Bu noktada bir parantez açarak, Nasrettin Hoca’nın yaşadığı dönemde vuku bulan toplumsal olaylardan birinden kısaca bahsetmek, ardından Hocanın o tür durumları hicveden nefis bir fıkrasını paylaşmak istiyorum:
Endülüs Emevî Devleti’nin mensubu ve Ebül Hasan el-Eşarî’nin de yandaşı olan Muhyiddin İbnü’l-Arabî adlı biri, Endülüs’teki Müslümanların aklını karıştırdıktan sonra Anadolu’ya gelmiş ve Türklerin de aklını karıştırmaya başlamıştır. Analitik düşünebilen Nasrettin Hocamız da işte bu dönemde yaşamış ve Muhyiddin İbnü’l-Arabî’nin “akılsız İslam itikadı”na uyan kimseleri hicvetmeye yönelmiştir. Nasrettin Hoca’nın bu konuyla ilgili ve Azerbaycanlı bir profesör arkadaşımdan dinlediğim fıkrasını şöyle aktarabilirim:
Muhyiddin İbnü’l-Arabî’nin akılsız İslam itikadına biat etmiş olan şeyh efendilerden biri, büyüklüğünü ispatlamak için 7-8 müridiyle beraber Nasrettin Hoca’ya gelmiş. Yaz günü, hava çok sıcakmış. Nasrettin Hoca da evinin önündeki küçük bir ağacın gölgesinde oturuyormuş. Şeyh efendi, Hocayı o vaziyette görünce, onu müridlerinin önünde mahcup düşürmek için, “Hoca Efendi, işittim ki sen ermiş bir hoca imişsin. Öyle mi?” diye sormuş. Şeyhin ve müridlerinin gölgeye sığınmaya çalıştığını gören Hoca, “Öyledir, Şeyh Efendi,” deyince, Şeyh efendi “Öyleyse bir keramet göster de gölgeden biz de rahatça istifade edelim,” demiş. Hoca da 100 metre uzaktaki ağaçlara dönüp “Hey ağaçlar, buraya gelin, Şeyh efendi gölge ister!” diye bağırmış. Ağaçlar gelmeyince Şeyh efendi kibirlenerek “Hani ya, niye gelmediler?” demiş. Hoca da “Ermişe kibir yakışmaz. Ağaçlar gelmediyse biz onlara gidelim,” diyerek herkesi ağaçların gölgesine götürmüş.

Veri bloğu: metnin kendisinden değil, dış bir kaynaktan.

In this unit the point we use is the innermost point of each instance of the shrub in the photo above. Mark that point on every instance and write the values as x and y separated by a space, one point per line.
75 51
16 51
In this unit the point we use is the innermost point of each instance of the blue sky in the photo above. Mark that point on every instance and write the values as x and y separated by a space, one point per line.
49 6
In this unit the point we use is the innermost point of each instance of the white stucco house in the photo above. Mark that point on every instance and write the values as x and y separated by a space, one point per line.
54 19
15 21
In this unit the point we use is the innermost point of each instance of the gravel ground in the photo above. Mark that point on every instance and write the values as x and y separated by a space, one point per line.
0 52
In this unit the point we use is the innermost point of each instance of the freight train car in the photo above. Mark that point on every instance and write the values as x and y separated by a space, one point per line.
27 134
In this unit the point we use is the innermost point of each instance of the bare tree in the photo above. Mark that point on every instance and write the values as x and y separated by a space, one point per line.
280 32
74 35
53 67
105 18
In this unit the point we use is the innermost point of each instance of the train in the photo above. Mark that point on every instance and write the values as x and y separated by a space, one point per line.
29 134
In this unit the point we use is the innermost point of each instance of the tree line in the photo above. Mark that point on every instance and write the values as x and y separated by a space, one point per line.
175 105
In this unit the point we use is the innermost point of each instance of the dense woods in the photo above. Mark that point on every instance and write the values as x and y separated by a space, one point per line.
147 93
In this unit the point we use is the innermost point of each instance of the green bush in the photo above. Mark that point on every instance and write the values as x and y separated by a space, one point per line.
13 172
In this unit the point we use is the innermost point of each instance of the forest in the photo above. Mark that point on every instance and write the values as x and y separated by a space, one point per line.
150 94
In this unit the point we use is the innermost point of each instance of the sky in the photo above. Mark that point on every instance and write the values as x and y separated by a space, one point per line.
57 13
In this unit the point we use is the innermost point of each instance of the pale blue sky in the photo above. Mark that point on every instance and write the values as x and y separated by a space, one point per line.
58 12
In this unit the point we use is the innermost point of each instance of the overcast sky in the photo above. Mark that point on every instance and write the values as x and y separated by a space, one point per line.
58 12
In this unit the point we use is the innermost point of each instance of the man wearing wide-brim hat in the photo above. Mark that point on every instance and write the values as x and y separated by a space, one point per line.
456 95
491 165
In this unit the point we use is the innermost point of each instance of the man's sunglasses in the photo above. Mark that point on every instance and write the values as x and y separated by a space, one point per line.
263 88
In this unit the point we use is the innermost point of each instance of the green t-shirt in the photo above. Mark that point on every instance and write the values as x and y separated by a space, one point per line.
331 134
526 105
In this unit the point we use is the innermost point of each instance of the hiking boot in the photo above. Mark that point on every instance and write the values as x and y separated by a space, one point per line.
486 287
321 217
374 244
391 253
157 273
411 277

Şeyh efendi ve müridleri orada yan gelip yatarken, bu sefer Hoca da Şeyh efendiye takılmış: “İşittim ki sizin de mucizeleriniz varmış. Birini de bize gösterin bakalım,” demiş. Şeyh efendi yattığı yerden kibirlenerek “Zamanı gelince gösteririz,” demiş. Dereden tepeden sohbet edilirken, Şeyh efendi aniden tepinmeye başlamış. Hoca merakla “Ne oldu, Şeyh efendi, niye tepiniyorsun?” diye sorunca Şeyh efendi “Kâbe’nin duvarına bir köpek siğiyordu da onu tekmeleyip kovdum!” demiş. Hoca da “Yahu, sen gerçekten ermiş biriymişsin. Yarın bizim fakir haneye teşrif buyurun da size bir ziyafet çekeyim,” demiş. Şeyh efendi “Hay hay,” demiş.
Nasrettin Hoca onları uğurladıktan sonra evine gidip beş tavuk kesmiş, hanımına bolca pilav pişirmesini söylemiş. Ertesi gün Şeyh efendi müridleriyle gelince, Hoca mutfakta müridlerin tabaklarına tepeleme pilav doldurup üzerine birer kızarmış tavuk butu koymuş; ancak Şeyh efendinin pilavının üstüne but koymamış. Tabaklar sofraya getirildiğinde, Şeyh efendi müridlerin tabaklarında but olduğunu, kendi tabağında olmadığını görünce “Oldu mu ya Hoca! Müridlerin tabağında but var, benimkinde yok!” diye çıkışmış. Hoca da ona “Ağaçların gölgesinde yatarken Kâbe’nin duvarına siğen köpeği görüyorsun da, pilavın içindeki butu niye görmüyorsun?” diyerek karşılık vermiş.